Unknown to her this would be the first time she would learn the name of Poe Dameron–whose impact on her life would be just as big as hers on him. A man who’d fight with her, for her, and even against her. Whether in the Resistance, locating her brother at his lowest, and who Leia’s legacy as a general and leader would be most directly passed onto.
Leia and Kes then connect over the pain of missing loved ones, as Leia asks how Kes and Shara met, and we get the first of two flashback stories for this issue.
Kes was partying and celebrating the engagement of friends on Galator III and bet his last seven credits on a Crestracing driver he liked the name of.

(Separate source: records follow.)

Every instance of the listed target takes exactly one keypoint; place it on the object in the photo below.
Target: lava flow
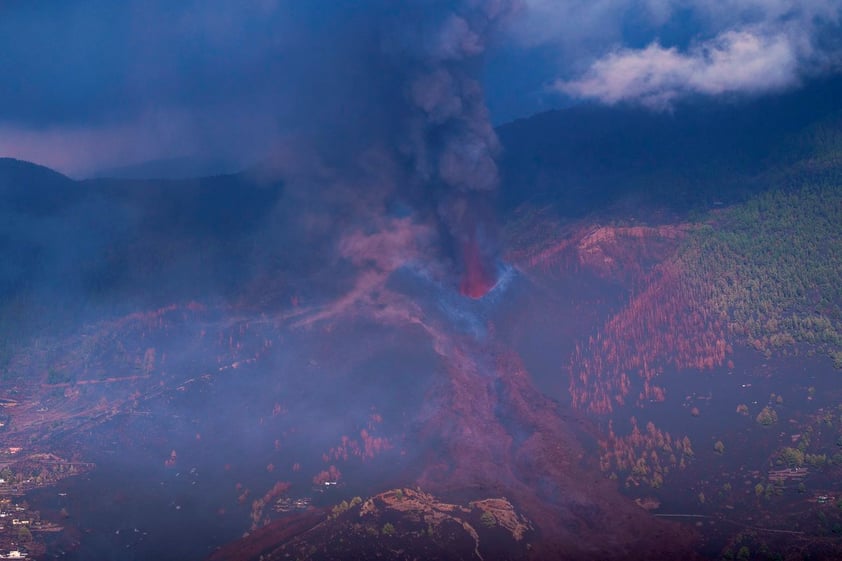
(479, 276)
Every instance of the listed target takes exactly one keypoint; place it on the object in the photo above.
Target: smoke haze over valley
(441, 279)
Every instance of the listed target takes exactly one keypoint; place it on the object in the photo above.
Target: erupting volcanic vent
(479, 275)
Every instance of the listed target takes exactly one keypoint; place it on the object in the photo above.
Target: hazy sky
(94, 84)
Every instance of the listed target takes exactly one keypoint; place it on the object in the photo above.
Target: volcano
(224, 368)
(479, 275)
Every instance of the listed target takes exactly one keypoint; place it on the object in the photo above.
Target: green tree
(767, 416)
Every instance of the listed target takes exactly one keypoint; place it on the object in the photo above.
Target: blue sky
(95, 84)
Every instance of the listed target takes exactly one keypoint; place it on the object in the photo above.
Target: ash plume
(425, 140)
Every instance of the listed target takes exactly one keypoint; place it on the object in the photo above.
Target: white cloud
(749, 46)
(735, 61)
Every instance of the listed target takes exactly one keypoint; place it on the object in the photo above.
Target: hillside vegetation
(772, 268)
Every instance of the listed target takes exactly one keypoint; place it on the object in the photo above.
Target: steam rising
(427, 141)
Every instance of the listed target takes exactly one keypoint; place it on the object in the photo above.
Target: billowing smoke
(447, 135)
(413, 123)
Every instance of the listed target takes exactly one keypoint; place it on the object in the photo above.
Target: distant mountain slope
(72, 242)
(585, 157)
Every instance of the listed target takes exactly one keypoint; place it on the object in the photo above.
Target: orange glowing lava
(479, 277)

Like podracing, but on water, the sport is brutal and a lot of people die competing, particularly at the final bottleneck, known as the Death Chute. Kes’ racer is neck and neck and refuses to back down, holding their nerve longest to make it through the chute and winning the race.
With the wins of his bet, Kes goes down to say thanks to the racer, who turns out to be Shara Bey, and the rest is history!

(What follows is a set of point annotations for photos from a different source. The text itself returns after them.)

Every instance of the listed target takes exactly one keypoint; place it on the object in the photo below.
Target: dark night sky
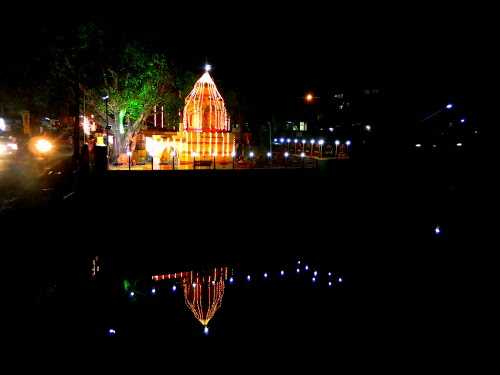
(274, 54)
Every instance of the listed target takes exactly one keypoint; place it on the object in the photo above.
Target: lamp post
(106, 100)
(129, 154)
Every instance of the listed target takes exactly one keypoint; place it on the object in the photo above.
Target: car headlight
(43, 146)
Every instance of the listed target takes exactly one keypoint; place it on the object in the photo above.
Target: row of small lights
(321, 142)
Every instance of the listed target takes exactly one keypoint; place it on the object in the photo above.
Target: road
(27, 182)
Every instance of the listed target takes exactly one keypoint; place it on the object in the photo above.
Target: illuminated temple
(205, 132)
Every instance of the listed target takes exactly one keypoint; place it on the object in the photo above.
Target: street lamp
(193, 154)
(129, 154)
(321, 143)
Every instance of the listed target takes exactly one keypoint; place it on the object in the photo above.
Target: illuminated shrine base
(205, 145)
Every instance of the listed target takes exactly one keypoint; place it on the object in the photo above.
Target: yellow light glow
(43, 146)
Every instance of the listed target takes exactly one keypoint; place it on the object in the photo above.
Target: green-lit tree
(135, 86)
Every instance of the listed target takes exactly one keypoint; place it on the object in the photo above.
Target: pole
(270, 142)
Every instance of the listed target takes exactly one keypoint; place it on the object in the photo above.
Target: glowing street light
(129, 154)
(43, 146)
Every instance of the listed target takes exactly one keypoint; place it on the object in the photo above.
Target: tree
(135, 86)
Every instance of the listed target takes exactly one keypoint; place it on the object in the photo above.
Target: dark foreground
(372, 222)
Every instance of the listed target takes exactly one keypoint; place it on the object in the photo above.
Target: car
(8, 146)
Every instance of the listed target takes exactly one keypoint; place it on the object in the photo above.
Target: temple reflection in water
(203, 291)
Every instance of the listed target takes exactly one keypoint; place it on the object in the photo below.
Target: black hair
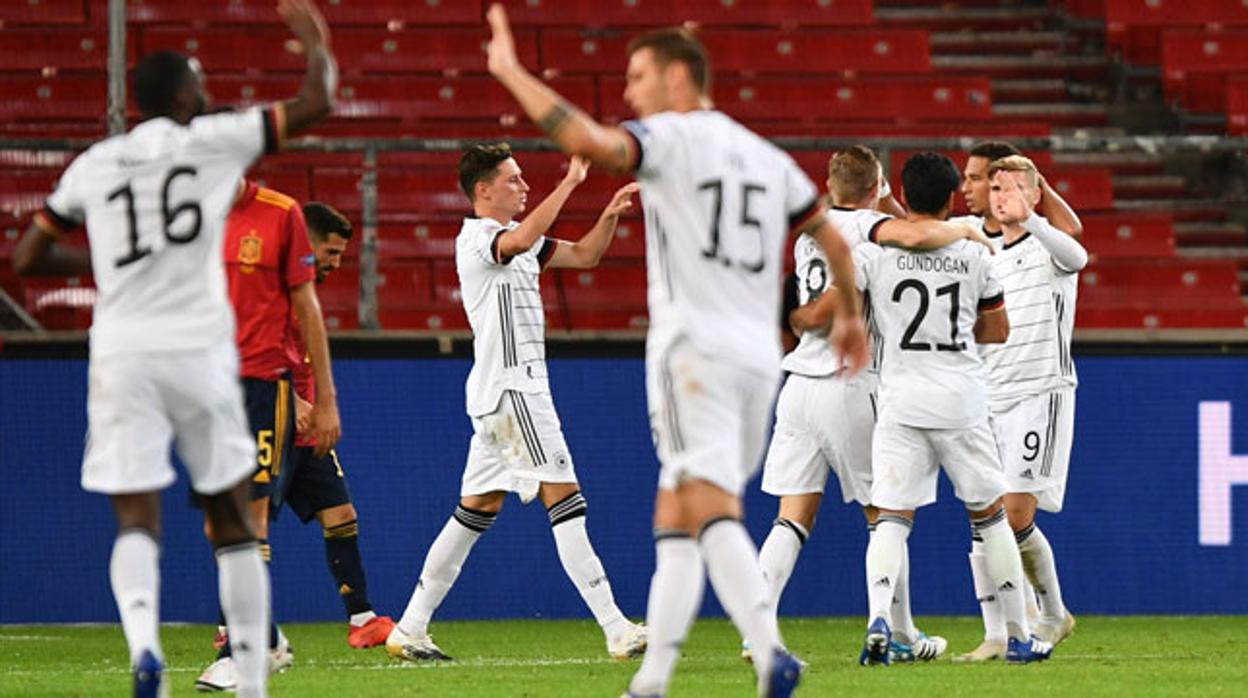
(994, 150)
(325, 220)
(157, 80)
(929, 179)
(481, 162)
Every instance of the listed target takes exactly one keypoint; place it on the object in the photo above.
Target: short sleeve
(64, 210)
(300, 264)
(992, 295)
(243, 135)
(864, 261)
(800, 196)
(654, 137)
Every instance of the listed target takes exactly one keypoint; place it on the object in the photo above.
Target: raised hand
(622, 200)
(306, 21)
(502, 46)
(578, 169)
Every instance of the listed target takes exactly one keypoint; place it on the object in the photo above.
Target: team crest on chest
(250, 250)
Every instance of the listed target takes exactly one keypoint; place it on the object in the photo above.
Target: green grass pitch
(1122, 657)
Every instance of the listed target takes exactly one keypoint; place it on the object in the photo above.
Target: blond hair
(851, 174)
(1016, 164)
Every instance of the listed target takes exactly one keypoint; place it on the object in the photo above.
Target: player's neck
(486, 212)
(1014, 232)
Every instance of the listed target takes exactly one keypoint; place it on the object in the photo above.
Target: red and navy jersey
(267, 254)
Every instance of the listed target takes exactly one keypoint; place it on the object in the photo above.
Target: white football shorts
(141, 402)
(1035, 438)
(517, 447)
(906, 463)
(823, 423)
(709, 418)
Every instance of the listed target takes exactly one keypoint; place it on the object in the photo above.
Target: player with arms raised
(164, 365)
(719, 202)
(931, 309)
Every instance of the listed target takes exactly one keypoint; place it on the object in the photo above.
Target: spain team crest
(250, 249)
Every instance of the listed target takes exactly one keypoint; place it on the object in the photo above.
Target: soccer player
(517, 443)
(270, 267)
(1009, 366)
(824, 418)
(1031, 382)
(164, 366)
(315, 486)
(931, 309)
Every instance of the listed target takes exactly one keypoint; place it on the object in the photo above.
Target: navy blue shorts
(310, 485)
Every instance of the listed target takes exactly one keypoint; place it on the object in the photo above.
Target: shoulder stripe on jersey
(531, 433)
(992, 302)
(507, 329)
(799, 219)
(547, 251)
(50, 221)
(875, 229)
(275, 197)
(632, 129)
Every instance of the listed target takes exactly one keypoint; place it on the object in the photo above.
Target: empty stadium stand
(1166, 251)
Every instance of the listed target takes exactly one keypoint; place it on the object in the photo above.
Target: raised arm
(539, 221)
(849, 335)
(589, 250)
(574, 130)
(40, 254)
(927, 234)
(1058, 211)
(321, 80)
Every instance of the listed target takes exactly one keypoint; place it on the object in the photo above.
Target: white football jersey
(814, 356)
(503, 301)
(155, 202)
(925, 306)
(1041, 305)
(719, 202)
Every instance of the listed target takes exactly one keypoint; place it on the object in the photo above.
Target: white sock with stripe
(442, 567)
(582, 565)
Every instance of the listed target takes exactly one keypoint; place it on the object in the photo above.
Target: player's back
(719, 204)
(814, 355)
(926, 305)
(155, 202)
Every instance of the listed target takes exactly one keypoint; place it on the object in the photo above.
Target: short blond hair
(1016, 164)
(853, 172)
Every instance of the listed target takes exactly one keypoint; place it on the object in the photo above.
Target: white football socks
(442, 567)
(884, 563)
(135, 575)
(675, 597)
(779, 556)
(1041, 568)
(583, 567)
(733, 566)
(1005, 570)
(245, 601)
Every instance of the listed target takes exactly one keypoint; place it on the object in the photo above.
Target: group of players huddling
(967, 366)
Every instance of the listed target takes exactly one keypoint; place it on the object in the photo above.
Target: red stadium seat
(876, 51)
(808, 100)
(1128, 235)
(608, 297)
(1135, 26)
(1237, 105)
(56, 50)
(397, 13)
(45, 11)
(58, 98)
(262, 49)
(706, 13)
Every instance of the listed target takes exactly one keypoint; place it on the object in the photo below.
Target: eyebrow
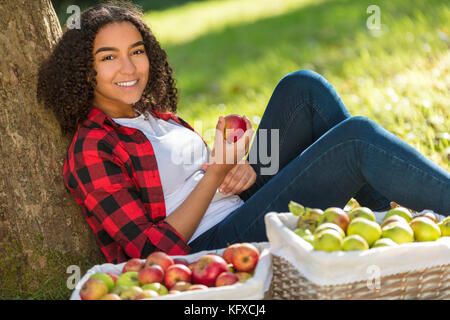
(115, 49)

It’s been very interesting to see Poe Dameron’s parents take a more prominent role in the series, if only to expand the Rebellion beyond a roster of 6 people! So while the first flashback fleshes out these characters, the second one gives us the introspection and helps verbalise something not expressly stated in the original trilogy: why Leia loves Han.
It’s amusing to think about Rebellion gossip, and also the idea that Lando is one of the groups biggest offenders, but it’s also a good way to explore the couples dynamic through the lens of someone who doesn’t know both of them really well.

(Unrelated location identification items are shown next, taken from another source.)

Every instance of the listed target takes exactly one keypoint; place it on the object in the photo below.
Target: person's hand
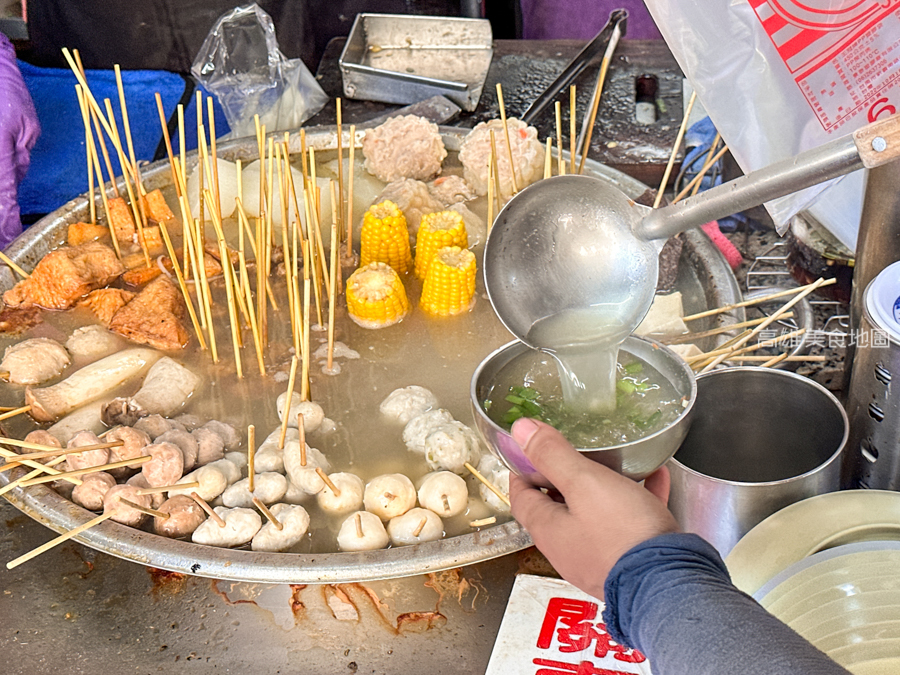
(603, 514)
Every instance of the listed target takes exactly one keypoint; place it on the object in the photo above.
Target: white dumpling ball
(389, 495)
(417, 429)
(304, 476)
(401, 405)
(294, 522)
(445, 493)
(313, 414)
(450, 446)
(240, 526)
(362, 531)
(350, 498)
(267, 487)
(414, 527)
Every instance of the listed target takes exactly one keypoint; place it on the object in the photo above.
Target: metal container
(872, 459)
(405, 59)
(761, 439)
(635, 460)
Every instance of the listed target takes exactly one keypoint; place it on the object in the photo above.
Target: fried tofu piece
(154, 317)
(65, 275)
(80, 233)
(105, 302)
(156, 208)
(122, 220)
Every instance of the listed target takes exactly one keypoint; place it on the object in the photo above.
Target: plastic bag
(781, 76)
(241, 64)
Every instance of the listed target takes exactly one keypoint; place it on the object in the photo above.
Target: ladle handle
(873, 145)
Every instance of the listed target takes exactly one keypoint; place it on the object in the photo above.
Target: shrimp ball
(445, 493)
(390, 495)
(92, 489)
(362, 531)
(405, 403)
(185, 516)
(167, 465)
(415, 526)
(313, 415)
(121, 512)
(304, 476)
(450, 446)
(268, 488)
(294, 525)
(240, 527)
(212, 483)
(89, 458)
(417, 429)
(350, 499)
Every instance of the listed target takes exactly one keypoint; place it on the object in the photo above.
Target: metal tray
(405, 59)
(705, 279)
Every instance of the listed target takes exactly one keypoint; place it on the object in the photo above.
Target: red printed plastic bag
(781, 76)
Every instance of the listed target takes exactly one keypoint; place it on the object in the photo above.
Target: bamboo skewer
(285, 418)
(268, 514)
(760, 300)
(91, 469)
(209, 510)
(488, 484)
(690, 337)
(512, 166)
(165, 488)
(251, 457)
(677, 145)
(59, 540)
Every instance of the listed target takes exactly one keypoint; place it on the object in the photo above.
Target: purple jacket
(19, 131)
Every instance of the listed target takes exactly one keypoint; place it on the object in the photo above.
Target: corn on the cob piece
(376, 297)
(450, 283)
(384, 237)
(437, 230)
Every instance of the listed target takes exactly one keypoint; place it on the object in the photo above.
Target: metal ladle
(576, 243)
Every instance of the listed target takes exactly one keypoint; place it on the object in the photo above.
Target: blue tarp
(58, 170)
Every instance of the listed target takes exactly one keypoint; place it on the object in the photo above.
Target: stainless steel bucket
(761, 439)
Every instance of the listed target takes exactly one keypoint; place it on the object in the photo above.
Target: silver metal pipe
(831, 160)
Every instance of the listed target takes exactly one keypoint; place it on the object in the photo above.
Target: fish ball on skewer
(294, 525)
(362, 531)
(405, 403)
(450, 446)
(92, 490)
(414, 527)
(122, 513)
(417, 429)
(389, 495)
(445, 493)
(268, 488)
(240, 527)
(350, 499)
(185, 516)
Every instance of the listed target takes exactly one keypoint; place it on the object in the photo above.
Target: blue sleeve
(671, 598)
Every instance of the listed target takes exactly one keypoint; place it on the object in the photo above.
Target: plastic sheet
(779, 76)
(241, 64)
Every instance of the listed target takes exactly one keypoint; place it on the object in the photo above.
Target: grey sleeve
(671, 598)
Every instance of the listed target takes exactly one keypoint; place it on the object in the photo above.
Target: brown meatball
(85, 460)
(134, 441)
(211, 446)
(122, 513)
(185, 515)
(92, 490)
(188, 444)
(167, 465)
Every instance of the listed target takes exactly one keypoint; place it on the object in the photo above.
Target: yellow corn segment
(450, 283)
(384, 237)
(376, 297)
(437, 230)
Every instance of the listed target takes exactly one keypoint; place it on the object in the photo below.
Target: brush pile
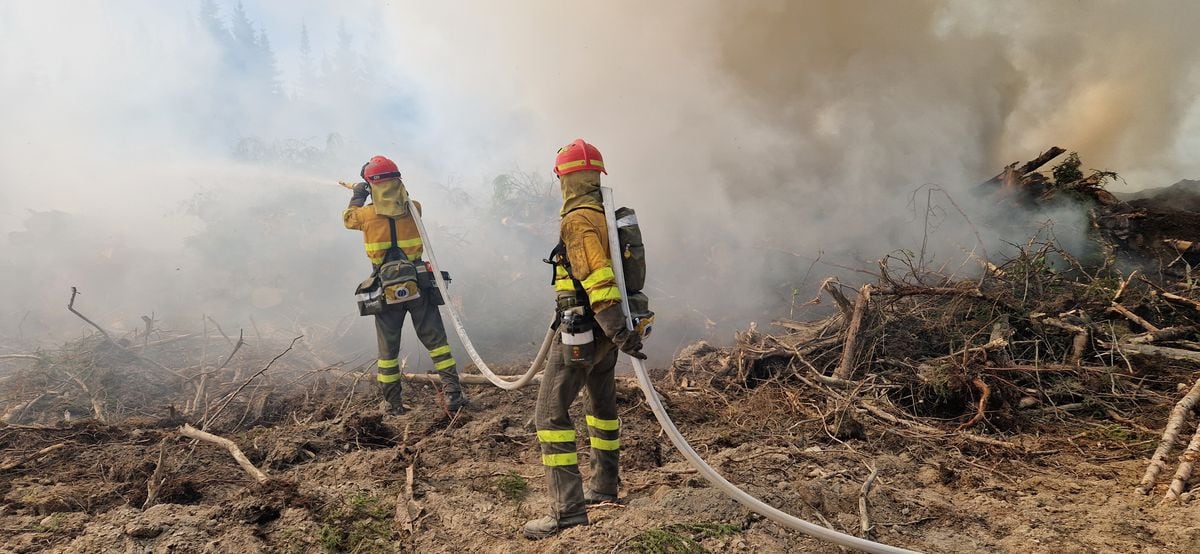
(1042, 335)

To explain the reason she loves Han so much Leia tells her own story set in Echo Base, the Rebel hideout on Hoth, up until the events of The Empire Strikes Back. Han notoriously complained about the cold regardless, but on this occasion, the heaters had died and the base was going to be unsurvivable. In response the whole base was cramped on ships.
The reactor the crew used to fix the heating cracked from the cold. The colder it gets the closer it gets to overloading, and in a matter of minutes the base will be melted and irradiated.
Luckily, the broken reactor is adapted from a YT-2600 model Corellian Freighter, a newer version of the Millennium Falcon’s model. Han and Chewie jump into action, grabbing the spare part and heading into the fray. The duo light a fire to try and slow down the decay of the core to buy them time. It goes about as well as a Han plan does, and they advice Leia to evacuate all occupants in ships and stand-by in case they fail.
Leia waits in silence and the issue slows down the pace for an entire page, letting us feel her emotions, the tenseness of a situation that she’s so heavily invested in.
Leia goes onto explain that even though Han complains he still stays, he does what’s right, and he has saved the entire Rebel Alliance more than once.
Stories like this expand on why Han commands so much respect at the Endor planning meeting in Return of the Jedi. Leia has no time to elaborate though as both her and Kes are interrupted by good news. Shara is alive, she was able to hide out deep in the inner workings of the Star Destroyer and is covertly gathering information from inside the ship.
We’ll have to wait and see what information Shara has collected for the Rebels and how they plan to rescue her!
This issue, while slower than the rest in this arc, provided some more emotional weight to the series. It’s welcome added depth to Kes and Shara as characters, rather than just Poe’s parents, while also expressing Leia’s need to save Han, which is a much needed touchpoint throughout these events that don’t directly involve searching for him. The flashback stories themselves don’t work in a vacuum though, bolstered up by the Leia-Kes premise surrounding them, the stories aren’t perfect and really only work to serve the emotional touch points of the story. Mixing up the group dynamics though is a big plus and this issue excels at it!